Breaking: H&H Bagels Owner Indicted for Stealing Withholding Taxes and Unemployment Insurance Tax Evasion
Ty Hewitt/New York Magazine
Earlier this afternoon, Manhattan District Attorney Robert Morgenthau announced the arrest and indictment of Helmer Toro, the owner of H&H Bagels, for stealing withholding taxes and evading unemployment insurance tax in connection with his wholesale and retail business. Toro, 59, was born in Puerto Rico and opened his store at Broadway and 80th Street in 1972. He's scheduled to be arraigned in State Supreme Court today. This is the latest in a string of tax-related problems for the bakery: back in May, both of its locations were closed temporarily by the tax man. The full release from the DA's office is after the jump.
Manhattan District Attorney Robert M. Morgenthau announced the indictment and arrest of the owner of H & H Bagels for stealing withholding taxes and evading unemployment insurance tax in connection with his wholesale and retail bagel business.
The defendant, HELMER TORO, 59, has been indicted on charges of grand larceny, offering a false instrument for filing and violating the labor law through unemployment insurance tax rate manipulation. The crimes charged in the indictment occurred between July 31, 2003 and April 24, 2009.
H & H Bagels operates a retail business at its original location on 2239 Broadway on the West side near 80th Street and its flagship baking location at 639 West 46th Street near 12th Avenue. The investigation leading to today's indictment and arrest revealed that TORO collected but failed to pay $369,318.77 withheld from the payroll of the employees of his bagel business.
The investigation further revealed that during the period of this indictment, TORO filed State and City withholding tax returns under six successive company names. Sporadically, TORO made nominal payments to the New York State Department of Taxation and Finance even though TORO knew he was obligated to turn over all withheld tax. Through shell companies, TORO committed unemployment insurance tax rate manipulation by transferring a large segment of his workforce from an existing business to a new business for the purpose of obtaining a lower unemployment insurance tax rate. Although TORO formed a new company, many of the same workers were being employed at the new company and he was able to therefore obtain an advantageous rate for his unemployment insurance payments to the trust fund operated by the New York State Department of Labor.

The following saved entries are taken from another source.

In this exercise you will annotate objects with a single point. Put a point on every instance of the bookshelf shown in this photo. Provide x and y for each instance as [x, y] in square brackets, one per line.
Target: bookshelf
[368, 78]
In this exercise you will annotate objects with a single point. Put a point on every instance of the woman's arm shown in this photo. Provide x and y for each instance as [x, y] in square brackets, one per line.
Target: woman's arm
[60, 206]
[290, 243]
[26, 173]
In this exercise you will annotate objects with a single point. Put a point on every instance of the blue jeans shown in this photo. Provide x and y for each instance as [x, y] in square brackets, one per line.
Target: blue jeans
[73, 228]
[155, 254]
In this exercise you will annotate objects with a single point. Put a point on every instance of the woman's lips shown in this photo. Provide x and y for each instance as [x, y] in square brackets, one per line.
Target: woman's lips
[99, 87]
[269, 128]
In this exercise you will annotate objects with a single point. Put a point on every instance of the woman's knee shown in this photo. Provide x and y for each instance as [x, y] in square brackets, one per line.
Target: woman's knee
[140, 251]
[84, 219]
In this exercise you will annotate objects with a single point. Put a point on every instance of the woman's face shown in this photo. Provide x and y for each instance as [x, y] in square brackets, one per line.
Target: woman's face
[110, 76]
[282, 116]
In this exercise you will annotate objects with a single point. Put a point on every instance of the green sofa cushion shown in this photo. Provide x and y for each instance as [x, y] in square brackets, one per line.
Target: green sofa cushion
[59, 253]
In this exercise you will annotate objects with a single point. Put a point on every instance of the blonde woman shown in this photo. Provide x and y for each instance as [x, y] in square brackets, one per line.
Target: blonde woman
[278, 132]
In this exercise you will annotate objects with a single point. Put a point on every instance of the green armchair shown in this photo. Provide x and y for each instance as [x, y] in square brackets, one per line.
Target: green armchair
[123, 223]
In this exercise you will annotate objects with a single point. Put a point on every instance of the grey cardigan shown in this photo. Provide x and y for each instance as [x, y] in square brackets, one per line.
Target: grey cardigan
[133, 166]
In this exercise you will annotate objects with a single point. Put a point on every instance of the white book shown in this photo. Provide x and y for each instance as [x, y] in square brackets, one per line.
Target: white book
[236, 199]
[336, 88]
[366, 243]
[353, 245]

TORO has been indicted on five counts of Grand Larceny in the Second Degree, a class C felony; one count of Grand Larceny in the Third Degree, a class D felony; three counts of Offering a False Instrument for Filing in the First Degree, a class E felony; and two counts of a violation of Labor Law §581(7)(c)(5) (Unemployment Insurance Tax Rate Manipulation), a class E felony.
A class C felony is punishable by up to 5 to 15 years, a class D felony is punishable by up to 2 1/3 to 7 years, and a class E felony is punishable by up to 1 1/3 to 4 years, all in prison.

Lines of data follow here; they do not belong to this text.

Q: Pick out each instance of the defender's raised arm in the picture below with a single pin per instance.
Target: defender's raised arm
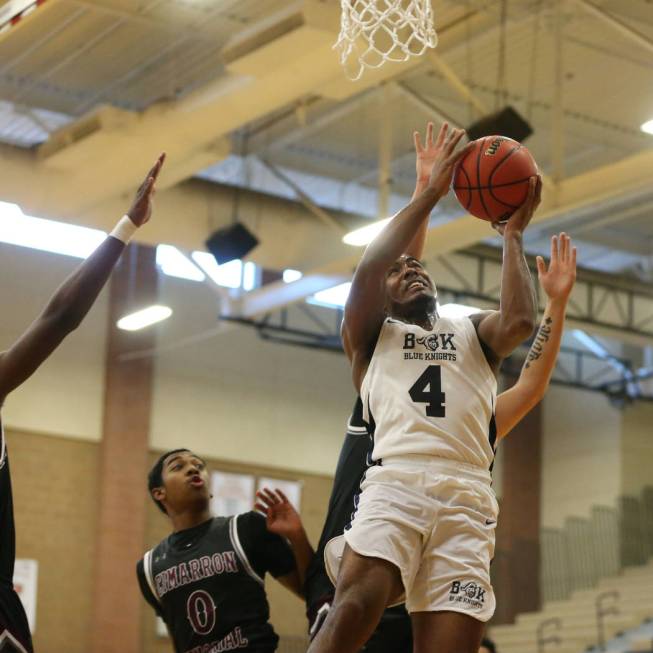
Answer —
(73, 300)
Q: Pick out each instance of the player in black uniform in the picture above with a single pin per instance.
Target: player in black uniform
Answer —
(205, 580)
(63, 314)
(393, 634)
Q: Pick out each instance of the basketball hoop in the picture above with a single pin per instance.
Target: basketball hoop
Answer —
(375, 31)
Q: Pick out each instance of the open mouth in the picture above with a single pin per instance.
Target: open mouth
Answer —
(417, 283)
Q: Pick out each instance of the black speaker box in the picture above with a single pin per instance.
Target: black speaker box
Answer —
(232, 242)
(506, 122)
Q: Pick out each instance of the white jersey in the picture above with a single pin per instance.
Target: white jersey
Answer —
(431, 393)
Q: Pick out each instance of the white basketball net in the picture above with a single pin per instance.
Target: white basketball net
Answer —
(375, 31)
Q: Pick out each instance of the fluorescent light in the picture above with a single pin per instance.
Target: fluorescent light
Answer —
(291, 275)
(175, 264)
(365, 235)
(16, 228)
(228, 275)
(332, 297)
(249, 276)
(647, 127)
(145, 317)
(457, 310)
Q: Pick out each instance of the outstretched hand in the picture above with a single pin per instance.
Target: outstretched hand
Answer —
(280, 515)
(425, 154)
(558, 279)
(441, 156)
(141, 209)
(519, 220)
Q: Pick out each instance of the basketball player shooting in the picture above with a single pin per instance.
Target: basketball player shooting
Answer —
(62, 315)
(394, 633)
(425, 521)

TORO is scheduled to be arraigned today in State Supreme Court, Part 59.
Mr. Morgenthau said, "This case is a wake up call to all employers who fail to fulfill their fiduciary obligation to pay over taxes withheld from their employee's salaries. It also demonstrates how tax evasion hurts our workers when an employer deliberately fails to contribute the appropriate amount into the unemployment insurance trust fund."
Today's indictment marks the first prosecution of unemployment insurance tax rate manipulation under the New York State Unemployment Tax Act (also known as the SUTA dumping statute) since it became effective on January 1, 2006, according to the Labor Department. In the past three years, as the Labor Department enhanced its detection program, it found 354 employers who had failed to report transfers of employees properly. These employers collectively owed in excess of $20 million in taxes.

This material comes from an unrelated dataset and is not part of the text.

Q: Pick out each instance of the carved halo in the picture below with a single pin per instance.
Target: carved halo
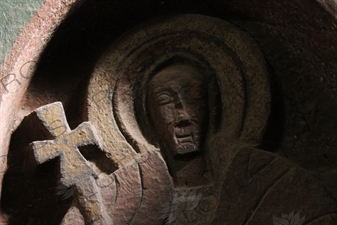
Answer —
(229, 59)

Mr. Morgenthau thanked Acting Commissioner Jamie Woodward of the New York State Department of Taxation and Finance, and her staff in the Criminal Investigations Division and the High Volume Enforcement Unit, particularly Investigator George Bean and Auditor Mukaila Rabiu, and Commissioner M. Patricia Smith of the New York State Department of Labor and her staff.
Assistant District Attorneys Maurice Mathis and Gilda Mariani, Chief of the Money Laundering and Tax Crimes Unit, are handling the prosecution of this case with the assistance of several of the Unit's staff. The District Attorney's Office (NYPD) Office Squad assisted in the investigation, including Detective Robert Mistretta, under the supervision of Captain Ronald Haas.